[PATCH v5 11/13] drm/xe/pxp: add PXP PM support

Thu Jan 16 00:11:07 UTC 2025

The HW suspend flow kills all PXP HWDRM sessions, so we need to mark all
the queues and BOs as invalid and do a full termination when PXP is next
used.

v2: rebase
v3: rebase on new status flow, defer termination to next PXP use as it
makes things much easier and allows us to use the same fuction for all
types of suspend.
v4: fix the documentation of the suspend function (John)

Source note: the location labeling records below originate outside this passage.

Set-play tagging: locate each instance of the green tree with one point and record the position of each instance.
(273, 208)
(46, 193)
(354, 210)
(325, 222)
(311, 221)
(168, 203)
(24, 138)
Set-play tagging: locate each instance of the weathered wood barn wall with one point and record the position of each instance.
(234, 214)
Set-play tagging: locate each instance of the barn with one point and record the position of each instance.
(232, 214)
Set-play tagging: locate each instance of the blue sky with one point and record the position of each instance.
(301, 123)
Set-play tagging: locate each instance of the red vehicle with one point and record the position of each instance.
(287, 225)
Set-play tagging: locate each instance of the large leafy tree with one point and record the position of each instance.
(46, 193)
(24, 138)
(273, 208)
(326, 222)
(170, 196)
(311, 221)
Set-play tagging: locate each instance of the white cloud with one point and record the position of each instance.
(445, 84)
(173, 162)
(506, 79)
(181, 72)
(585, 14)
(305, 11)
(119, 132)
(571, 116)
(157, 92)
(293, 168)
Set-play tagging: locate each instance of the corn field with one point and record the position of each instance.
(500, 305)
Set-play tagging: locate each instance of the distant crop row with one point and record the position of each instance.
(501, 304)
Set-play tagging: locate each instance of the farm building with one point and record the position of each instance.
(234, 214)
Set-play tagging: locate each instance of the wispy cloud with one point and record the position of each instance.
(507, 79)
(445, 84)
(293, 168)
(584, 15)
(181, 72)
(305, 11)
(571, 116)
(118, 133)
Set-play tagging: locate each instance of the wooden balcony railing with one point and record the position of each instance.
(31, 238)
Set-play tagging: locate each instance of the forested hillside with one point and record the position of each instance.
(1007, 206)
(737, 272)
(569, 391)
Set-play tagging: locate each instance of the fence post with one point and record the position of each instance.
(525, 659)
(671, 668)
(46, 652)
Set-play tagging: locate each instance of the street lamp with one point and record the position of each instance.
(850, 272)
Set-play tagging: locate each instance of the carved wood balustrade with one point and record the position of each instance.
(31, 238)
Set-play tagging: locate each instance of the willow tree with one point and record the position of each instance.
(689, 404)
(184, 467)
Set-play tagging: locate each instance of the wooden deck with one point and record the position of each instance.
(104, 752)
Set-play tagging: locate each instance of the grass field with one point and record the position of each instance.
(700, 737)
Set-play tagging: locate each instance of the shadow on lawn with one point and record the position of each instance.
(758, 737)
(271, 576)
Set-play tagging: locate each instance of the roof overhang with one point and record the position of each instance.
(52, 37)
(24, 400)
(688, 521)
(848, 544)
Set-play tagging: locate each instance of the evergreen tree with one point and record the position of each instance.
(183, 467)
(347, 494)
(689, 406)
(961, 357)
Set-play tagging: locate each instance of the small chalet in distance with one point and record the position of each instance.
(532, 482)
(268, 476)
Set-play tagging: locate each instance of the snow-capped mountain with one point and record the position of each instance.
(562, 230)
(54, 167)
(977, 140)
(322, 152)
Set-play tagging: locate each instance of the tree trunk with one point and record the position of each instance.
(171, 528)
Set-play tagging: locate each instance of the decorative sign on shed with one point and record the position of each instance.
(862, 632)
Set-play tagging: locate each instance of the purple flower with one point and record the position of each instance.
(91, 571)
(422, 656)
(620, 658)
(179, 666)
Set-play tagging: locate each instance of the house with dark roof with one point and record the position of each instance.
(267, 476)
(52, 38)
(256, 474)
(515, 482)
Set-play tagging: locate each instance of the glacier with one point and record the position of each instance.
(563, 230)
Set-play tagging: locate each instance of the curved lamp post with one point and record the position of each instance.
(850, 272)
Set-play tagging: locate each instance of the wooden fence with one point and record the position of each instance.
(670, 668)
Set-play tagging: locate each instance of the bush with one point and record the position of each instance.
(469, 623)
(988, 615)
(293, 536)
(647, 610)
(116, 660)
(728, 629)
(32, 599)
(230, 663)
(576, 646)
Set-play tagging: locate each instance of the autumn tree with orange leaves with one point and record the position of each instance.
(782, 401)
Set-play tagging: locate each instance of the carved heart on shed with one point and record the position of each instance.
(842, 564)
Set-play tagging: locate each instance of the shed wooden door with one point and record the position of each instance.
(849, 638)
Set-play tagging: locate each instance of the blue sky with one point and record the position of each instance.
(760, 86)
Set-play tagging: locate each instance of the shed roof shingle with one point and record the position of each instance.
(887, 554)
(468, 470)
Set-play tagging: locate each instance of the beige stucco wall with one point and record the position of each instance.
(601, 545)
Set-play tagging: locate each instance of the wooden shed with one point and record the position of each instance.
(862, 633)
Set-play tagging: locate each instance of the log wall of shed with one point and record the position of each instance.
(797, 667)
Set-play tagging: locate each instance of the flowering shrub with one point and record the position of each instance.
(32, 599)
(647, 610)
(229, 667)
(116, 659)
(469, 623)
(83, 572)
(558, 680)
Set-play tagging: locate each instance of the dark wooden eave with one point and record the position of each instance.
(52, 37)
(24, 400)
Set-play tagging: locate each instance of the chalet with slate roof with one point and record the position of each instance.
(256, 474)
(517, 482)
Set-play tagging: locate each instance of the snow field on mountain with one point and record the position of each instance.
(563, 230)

Signed-off-by: Daniele Ceraolo Spurio <daniele.ceraolospurio at intel.com>
Cc: John Harrison <John.C.Harrison at Intel.com>
Reviewed-by: John Harrison <John.C.Harrison at Intel.com>
---
 drivers/gpu/drm/xe/xe_pm.c        |  39 ++++++---
 drivers/gpu/drm/xe/xe_pxp.c       | 129 +++++++++++++++++++++++++++++-
 drivers/gpu/drm/xe/xe_pxp.h       |   3 +
 drivers/gpu/drm/xe/xe_pxp_types.h |   7 ++
 4 files changed, 165 insertions(+), 13 deletions(-)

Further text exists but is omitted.